# Belgian Blue and Pyrenees stone



## steeley (Dec 28, 2012)

I was looking around at who still made the sandstone grindstones and found the BEREA quarry and one in the Pyrenees .
The one in in the Pyrenees has all sorts of sand stone water stone's 
and they teamed up with the Belgian quarry to produce this:




[/IMG]

I think the razor know more about this stone, but I think I will track one down .
does anybody have experience with this stone?


----------



## The hekler (Dec 28, 2012)

I don't know anything about the Pyrénées but the Belgian Blue is well know to the razor community, although not too many use it anymore. Originally a coticule with a natural Belgian Blue Whetstone was the "it" stone for razor honing, Ardennes is the last active quarry mining coticules as far as I know. The grit sounds about right although like most naturals it becomes quite different when a mud is developed. Both the coticule and BBW cut by the embedded garnets in the stone when the garners break loose drone the sorry ding stone they break down allowing the stone to sharpen as a higher grit.

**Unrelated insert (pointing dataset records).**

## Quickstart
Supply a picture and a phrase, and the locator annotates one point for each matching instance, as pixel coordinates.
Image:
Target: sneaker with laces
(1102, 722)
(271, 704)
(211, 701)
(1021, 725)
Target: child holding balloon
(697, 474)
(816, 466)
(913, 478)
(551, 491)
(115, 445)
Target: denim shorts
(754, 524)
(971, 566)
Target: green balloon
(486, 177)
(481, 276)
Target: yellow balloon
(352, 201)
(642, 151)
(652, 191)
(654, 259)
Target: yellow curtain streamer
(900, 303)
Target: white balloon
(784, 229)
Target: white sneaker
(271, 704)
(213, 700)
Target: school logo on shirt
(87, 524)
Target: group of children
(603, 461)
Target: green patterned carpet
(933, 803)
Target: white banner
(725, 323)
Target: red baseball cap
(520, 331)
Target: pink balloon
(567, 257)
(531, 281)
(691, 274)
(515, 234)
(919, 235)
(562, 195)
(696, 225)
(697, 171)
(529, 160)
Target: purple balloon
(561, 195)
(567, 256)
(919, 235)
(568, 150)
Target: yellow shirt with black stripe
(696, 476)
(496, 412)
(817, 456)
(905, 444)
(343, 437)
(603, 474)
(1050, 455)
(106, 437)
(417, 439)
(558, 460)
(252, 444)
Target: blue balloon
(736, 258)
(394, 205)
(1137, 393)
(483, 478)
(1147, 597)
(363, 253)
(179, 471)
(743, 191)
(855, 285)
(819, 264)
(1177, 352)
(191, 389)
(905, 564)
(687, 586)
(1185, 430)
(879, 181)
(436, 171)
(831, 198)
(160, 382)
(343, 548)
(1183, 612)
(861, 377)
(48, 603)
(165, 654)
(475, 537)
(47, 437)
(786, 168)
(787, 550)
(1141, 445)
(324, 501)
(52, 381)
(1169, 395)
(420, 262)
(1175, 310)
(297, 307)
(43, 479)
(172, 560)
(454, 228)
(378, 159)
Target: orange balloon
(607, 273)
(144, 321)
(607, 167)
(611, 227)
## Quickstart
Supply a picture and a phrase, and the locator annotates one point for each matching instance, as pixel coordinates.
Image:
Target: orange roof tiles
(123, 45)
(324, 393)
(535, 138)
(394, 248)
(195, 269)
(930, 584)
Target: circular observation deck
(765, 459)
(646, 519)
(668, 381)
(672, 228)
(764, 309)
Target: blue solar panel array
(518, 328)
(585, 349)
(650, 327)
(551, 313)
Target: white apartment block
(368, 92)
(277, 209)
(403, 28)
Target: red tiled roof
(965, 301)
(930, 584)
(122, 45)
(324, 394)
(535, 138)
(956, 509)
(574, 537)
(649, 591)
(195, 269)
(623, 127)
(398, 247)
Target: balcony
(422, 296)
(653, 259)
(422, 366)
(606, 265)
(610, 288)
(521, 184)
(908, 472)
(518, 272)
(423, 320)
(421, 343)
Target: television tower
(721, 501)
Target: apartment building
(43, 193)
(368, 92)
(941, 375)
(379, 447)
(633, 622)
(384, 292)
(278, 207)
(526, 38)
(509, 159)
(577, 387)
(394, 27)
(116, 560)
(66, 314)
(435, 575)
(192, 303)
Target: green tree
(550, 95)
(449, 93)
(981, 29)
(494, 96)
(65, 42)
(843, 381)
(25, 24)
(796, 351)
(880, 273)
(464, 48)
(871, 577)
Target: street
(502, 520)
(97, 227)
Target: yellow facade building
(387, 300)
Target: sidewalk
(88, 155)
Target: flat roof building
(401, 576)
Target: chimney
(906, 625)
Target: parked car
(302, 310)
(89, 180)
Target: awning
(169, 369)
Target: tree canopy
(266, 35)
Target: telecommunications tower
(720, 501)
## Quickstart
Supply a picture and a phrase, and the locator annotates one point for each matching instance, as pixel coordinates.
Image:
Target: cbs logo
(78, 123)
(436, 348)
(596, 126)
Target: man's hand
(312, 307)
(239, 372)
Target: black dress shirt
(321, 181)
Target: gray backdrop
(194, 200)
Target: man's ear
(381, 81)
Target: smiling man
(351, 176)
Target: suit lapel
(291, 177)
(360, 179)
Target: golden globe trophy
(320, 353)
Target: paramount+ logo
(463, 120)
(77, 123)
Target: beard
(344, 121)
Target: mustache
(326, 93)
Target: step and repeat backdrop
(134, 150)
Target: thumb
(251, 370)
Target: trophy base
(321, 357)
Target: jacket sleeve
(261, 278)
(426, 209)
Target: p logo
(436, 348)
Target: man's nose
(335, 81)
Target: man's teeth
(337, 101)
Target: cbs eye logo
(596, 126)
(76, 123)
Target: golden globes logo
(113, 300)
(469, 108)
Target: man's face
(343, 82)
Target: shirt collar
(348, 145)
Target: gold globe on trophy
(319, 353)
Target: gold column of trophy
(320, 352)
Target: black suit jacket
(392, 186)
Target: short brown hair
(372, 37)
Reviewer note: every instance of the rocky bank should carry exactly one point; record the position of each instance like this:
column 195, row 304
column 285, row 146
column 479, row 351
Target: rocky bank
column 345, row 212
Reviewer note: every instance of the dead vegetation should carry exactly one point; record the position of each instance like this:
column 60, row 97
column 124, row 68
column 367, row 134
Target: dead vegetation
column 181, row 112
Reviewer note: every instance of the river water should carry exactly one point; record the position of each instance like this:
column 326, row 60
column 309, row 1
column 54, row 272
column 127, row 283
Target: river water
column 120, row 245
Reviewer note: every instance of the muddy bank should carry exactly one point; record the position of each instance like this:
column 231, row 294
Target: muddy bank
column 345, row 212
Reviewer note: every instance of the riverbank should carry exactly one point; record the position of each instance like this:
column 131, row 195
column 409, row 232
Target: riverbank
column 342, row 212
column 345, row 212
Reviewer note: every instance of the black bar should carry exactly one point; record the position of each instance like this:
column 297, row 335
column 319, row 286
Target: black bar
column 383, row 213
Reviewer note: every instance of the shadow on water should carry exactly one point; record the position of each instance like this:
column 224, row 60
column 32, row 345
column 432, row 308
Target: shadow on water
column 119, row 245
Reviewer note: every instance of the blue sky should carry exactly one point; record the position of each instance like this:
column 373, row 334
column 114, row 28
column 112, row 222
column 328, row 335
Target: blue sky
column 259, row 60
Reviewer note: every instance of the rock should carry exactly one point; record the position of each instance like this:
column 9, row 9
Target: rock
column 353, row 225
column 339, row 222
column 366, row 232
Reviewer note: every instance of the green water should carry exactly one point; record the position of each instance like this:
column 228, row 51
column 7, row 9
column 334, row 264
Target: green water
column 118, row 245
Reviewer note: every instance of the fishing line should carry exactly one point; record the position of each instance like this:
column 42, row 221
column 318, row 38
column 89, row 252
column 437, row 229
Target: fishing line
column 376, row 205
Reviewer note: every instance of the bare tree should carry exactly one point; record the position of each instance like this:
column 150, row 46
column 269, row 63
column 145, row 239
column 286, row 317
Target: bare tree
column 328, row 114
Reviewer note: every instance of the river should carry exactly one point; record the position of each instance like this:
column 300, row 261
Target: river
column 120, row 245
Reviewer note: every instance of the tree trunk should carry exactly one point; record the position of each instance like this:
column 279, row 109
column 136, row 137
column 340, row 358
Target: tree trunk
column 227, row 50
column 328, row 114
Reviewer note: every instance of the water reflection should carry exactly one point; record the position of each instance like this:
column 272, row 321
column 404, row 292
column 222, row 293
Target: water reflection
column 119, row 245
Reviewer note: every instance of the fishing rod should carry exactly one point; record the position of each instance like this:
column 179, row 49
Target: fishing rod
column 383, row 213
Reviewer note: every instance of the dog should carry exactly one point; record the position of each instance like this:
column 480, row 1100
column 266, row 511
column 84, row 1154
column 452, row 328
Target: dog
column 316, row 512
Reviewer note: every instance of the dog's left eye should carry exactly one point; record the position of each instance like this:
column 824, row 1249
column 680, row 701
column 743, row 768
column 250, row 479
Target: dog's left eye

I haven't tried using one on a kitchen knife as they are quite slow cutters, and that's when used with a straight razor which obviously has a very thin edge and is overall quite short.


----------



## franzb69 (Dec 29, 2012)

i've seen people use bbw (belgian blue waterstones) and coticules on kitchen knives and they work pretty well. even if they're more known to be used on straight razors. some day i'm gonna save up enough to get a bbw and a coticule for straight razors and kitchen knives. you just made me wanna add that pyrenees to the bbw/coticule combo. lol.

sounds to be a great set up to me.


----------



## steeley (Dec 29, 2012)

I have the Belgian blue and the Coticule and use it on knives . 
I like it for a finishing stone 
I think the combo would be nice just have find out the price.


----------